I heard Richard balling it up.

“Bring it here,” Paulie called.

Richard came out from behind me carrying the balled coat. He got within five feet of Paulie and stopped.

“Throw it over the gate,” Paulie said. “Real far.”

Richard threw it over the gate. Real far. The arms flapped in the air and it sailed up and then down and I heard the dull padded thump of the Beretta in the pocket landing hard on the Cadillac’s hood.

“Same thing with the jacket,” Paulie said.
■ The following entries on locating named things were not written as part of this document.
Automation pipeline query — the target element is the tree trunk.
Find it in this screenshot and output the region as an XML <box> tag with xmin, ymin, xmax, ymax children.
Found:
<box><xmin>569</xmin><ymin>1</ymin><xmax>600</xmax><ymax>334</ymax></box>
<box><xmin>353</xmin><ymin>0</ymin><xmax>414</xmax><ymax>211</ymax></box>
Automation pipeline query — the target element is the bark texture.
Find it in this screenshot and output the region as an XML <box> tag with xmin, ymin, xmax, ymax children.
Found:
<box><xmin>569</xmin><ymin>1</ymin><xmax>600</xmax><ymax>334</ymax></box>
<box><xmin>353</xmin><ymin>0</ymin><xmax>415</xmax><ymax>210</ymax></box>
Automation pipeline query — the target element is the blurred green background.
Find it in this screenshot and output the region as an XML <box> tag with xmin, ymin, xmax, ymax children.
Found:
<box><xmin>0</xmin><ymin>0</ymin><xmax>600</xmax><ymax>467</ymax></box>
My jacket landed next to the coat on the Cadillac’s hood and slid down the shiny paint and ended up on the road in a crumpled heap. I was cold. The wind was blowing and my shirt was thin. I could hear Elizabeth breathing behind me, fast and shallow. Richard was just standing there, five feet from Paulie, waiting for his next instruction.
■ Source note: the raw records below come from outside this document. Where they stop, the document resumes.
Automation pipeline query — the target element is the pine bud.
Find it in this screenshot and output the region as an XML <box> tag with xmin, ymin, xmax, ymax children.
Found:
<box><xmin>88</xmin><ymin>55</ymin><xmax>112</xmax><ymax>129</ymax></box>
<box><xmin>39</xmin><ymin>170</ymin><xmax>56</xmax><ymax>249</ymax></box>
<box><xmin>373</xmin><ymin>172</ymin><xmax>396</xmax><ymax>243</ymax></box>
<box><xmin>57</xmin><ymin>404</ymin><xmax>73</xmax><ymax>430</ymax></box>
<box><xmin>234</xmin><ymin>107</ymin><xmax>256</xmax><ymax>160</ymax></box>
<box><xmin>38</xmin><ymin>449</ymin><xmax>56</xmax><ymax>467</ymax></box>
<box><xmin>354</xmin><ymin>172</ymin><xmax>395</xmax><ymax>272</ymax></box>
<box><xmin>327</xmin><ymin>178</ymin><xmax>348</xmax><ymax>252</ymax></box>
“Now you and your mom walk fifty paces,” Paulie said to him. “Back toward the house.”

Richard turned and walked back and passed by me again. I heard his mother get in step with him. Heard them walk away together. I turned my head and saw them stop about forty yards back and turn around and face front again. Paulie tracked backward toward the gate, one pace, two, three. He stopped five feet from it. His back was to it. He had me fifteen feet in front of him and I guessed he could see Richard and Elizabeth over my shoulder, maybe a hundred feet farther on in the distance. We were all in a perfect straight line on the driveway, Paulie near the gate and facing the house, Richard and Elizabeth halfway to the house and facing back at him, me in the middle, trying to stay alive to see what the next minute would bring, facing Paulie, looking him square in the eye.

He smiled.

“OK,” he said. “Now watch carefully.”

He stayed facing me the whole time. He maintained eye contact. He crouched down and placed both guns on the blacktop by his feet and then flipped them backward toward the base of the gate. I heard their steel frames scraping on the rough surface. Saw them come to rest a yard behind him. Saw his hands come back, empty. He stood up again and showed me his palms.

“No guns,” he said. “I’m going to beat you to death.”